Speaking of the NYT’s Gary Rivlin and his penchant for spilling blood, his story today about “tourist VCs” is just such an example of blood-letting. He uses three people as his sample, Stewart Alsop, Mitch Kapor and David Beirne. He begins his tale with the “washed out” Alsop.
We agree with Fred Wilson’s criticism. The story falls short on some of its reasoning.
Rivlin’s debarks with a summary paragraph that includes the following line: a hot topic among the Silicon Valley cognoscenti has been the exodus of “tourist V.C.’s,” as people from nonfinancial backgrounds are known here.
Hmmm, what cognoscenti is he referring to? He doesn’t say…
Whoever they are, they must be pretty slow. This story could have been written three years ago. Beirne and Kapor left a few years ago (before the recent two-year timeframe in which the story contends there’s been a drop-off in VC professionals), and Alsop left last year.

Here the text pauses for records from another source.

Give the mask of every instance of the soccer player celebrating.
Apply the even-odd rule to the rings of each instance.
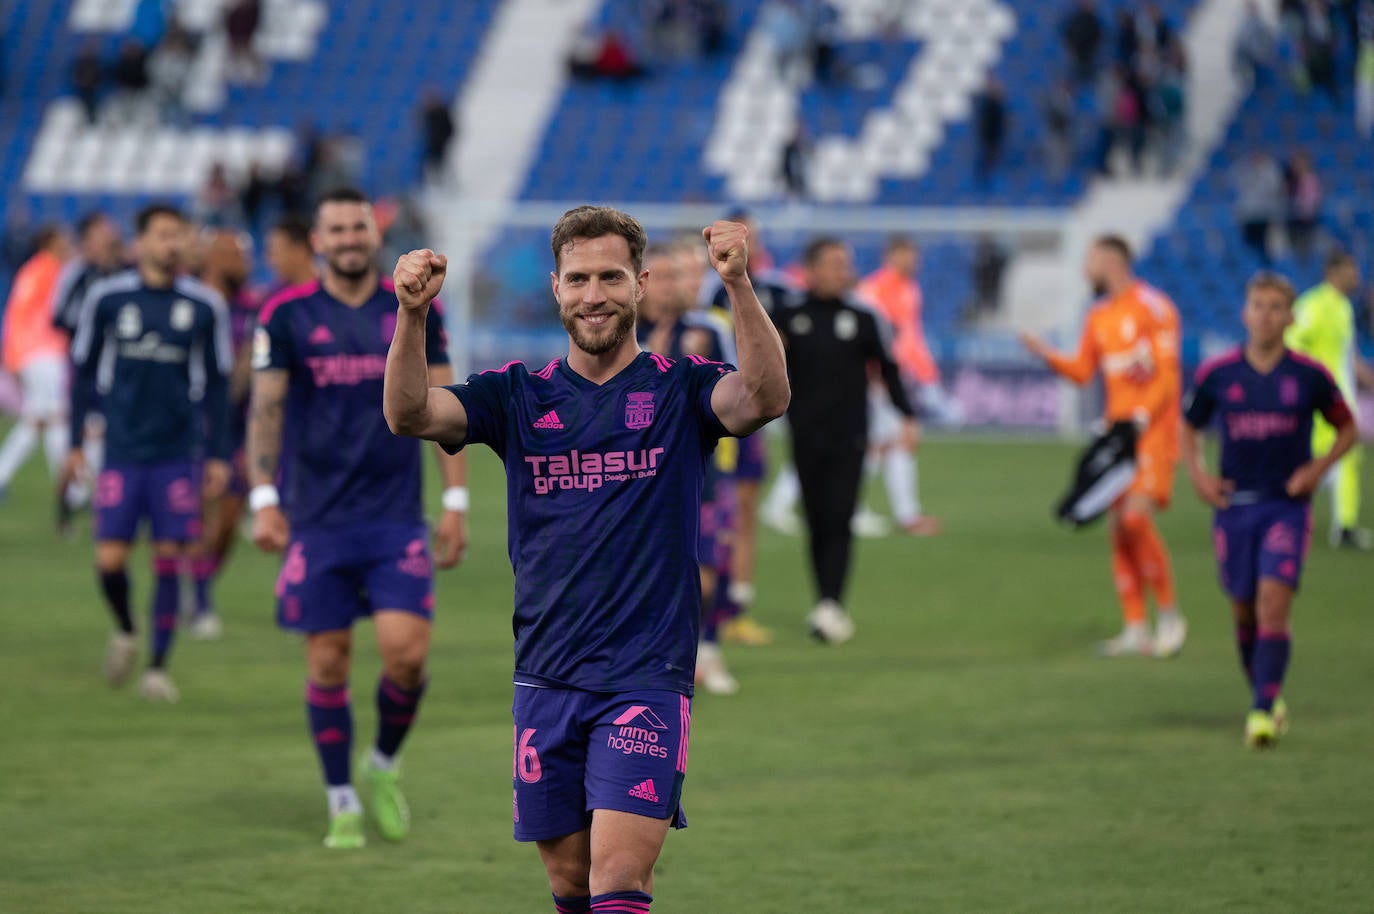
[[[506,465],[515,569],[515,837],[538,843],[560,912],[647,912],[670,825],[686,825],[697,527],[706,460],[788,402],[782,345],[749,283],[747,232],[703,231],[729,290],[739,371],[642,352],[644,229],[605,207],[554,227],[566,359],[513,362],[436,388],[424,370],[447,261],[396,265],[401,312],[386,373],[398,434]]]
[[[352,626],[371,615],[376,627],[377,739],[361,773],[378,831],[397,841],[410,828],[397,754],[425,691],[434,581],[420,448],[394,437],[379,408],[397,299],[378,275],[381,235],[367,197],[348,189],[327,194],[313,239],[322,278],[267,302],[254,331],[248,503],[253,541],[286,551],[277,622],[305,634],[306,715],[329,802],[324,843],[357,848],[366,838],[350,770]],[[421,373],[450,383],[443,322],[437,311],[428,321]],[[440,466],[446,489],[435,547],[439,566],[448,568],[467,539],[468,493],[460,458],[440,454]]]
[[[1099,300],[1088,312],[1077,355],[1061,355],[1029,334],[1021,341],[1080,386],[1100,371],[1106,421],[1133,421],[1140,430],[1139,470],[1111,510],[1112,573],[1125,628],[1099,644],[1098,653],[1173,657],[1183,650],[1188,628],[1175,603],[1173,568],[1154,515],[1169,505],[1178,461],[1179,320],[1173,302],[1136,278],[1131,259],[1130,246],[1115,235],[1104,235],[1089,248],[1084,274]],[[1153,639],[1146,621],[1147,588],[1158,616]]]
[[[224,300],[178,276],[186,220],[171,206],[139,213],[138,266],[91,286],[82,306],[72,360],[68,478],[81,478],[86,411],[100,397],[105,414],[105,467],[96,480],[95,563],[118,623],[105,656],[105,676],[118,685],[137,655],[129,614],[129,544],[147,516],[152,524],[152,658],[140,691],[172,702],[167,675],[176,631],[177,573],[186,544],[200,533],[201,492],[195,461],[204,457],[203,489],[217,498],[229,479],[227,374],[232,359]]]
[[[1241,668],[1254,701],[1245,742],[1273,744],[1287,728],[1280,693],[1292,651],[1288,630],[1302,575],[1310,498],[1355,443],[1355,419],[1326,369],[1284,347],[1295,293],[1288,280],[1261,273],[1245,291],[1243,348],[1198,370],[1183,435],[1183,460],[1198,496],[1216,509],[1212,535],[1221,586],[1231,598]],[[1313,414],[1335,441],[1312,457]],[[1203,462],[1202,433],[1221,429],[1221,475]]]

Meanwhile, we at the Mercury News and elsewhere were writing about the exodus through much of 2002 and 2003.
Lower down in the story we find that the best VCs are people without financial backgrounds, Michael Moritz (a journalist like Alsop) and John Doerr (engineer, sales). So why the reference to non-financial backgrounds up top? It’s a Silicon Valley truism that you have to have operating experience, i.e., worked at a real start-up or other fast-growing company, to succeed as a great venture capitalist. In fact, you could argue it was the young ibankers — precisely the guys with a modicum of finance background — who became the fly-by-night VCs.

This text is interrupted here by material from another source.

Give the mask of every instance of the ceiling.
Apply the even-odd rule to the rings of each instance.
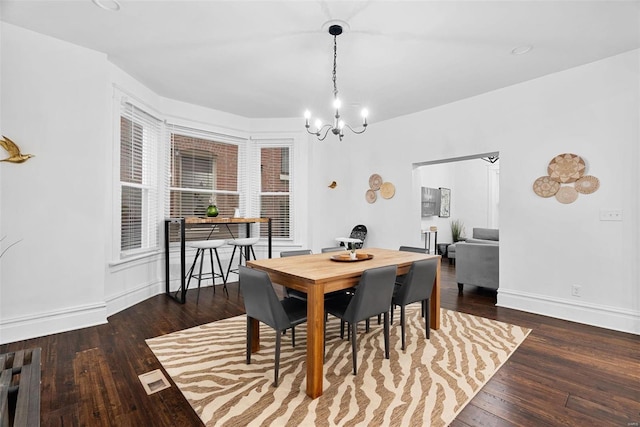
[[[2,0],[0,19],[107,54],[161,96],[250,118],[382,121],[640,47],[638,1]],[[533,49],[524,55],[511,51]]]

Coupla other things: Guys like Alsop and Kapor aren’t tourists. They’re pretty serious guys, and will likely be around tech, and tech investing, for a while. Here we find that Kapor has been investing for 20 years. Why doesn’t Kapor’s phenomenal investment in UUNet count? (If the story wants to limit Kapor’s record to his stint as an institutional VC investor, that’s a different story.) Alsop is more than “considering” a new venture firm. It has a name: Agenda Capital. And if Beirne has returned a billion to investors, how does that fit in?
Finally, the online version of the NYT story leaves off a graphic chart that was in the newspaper: the one showing there’s been only a minor drop in overall professionals entering VC over the past year or so, and that the total number has actually increased since the bubble burst in 2000. Then you throw in the angel investors out there, and you may have no drop off at all, even recently. The real story may be: Why are all these VCs still around?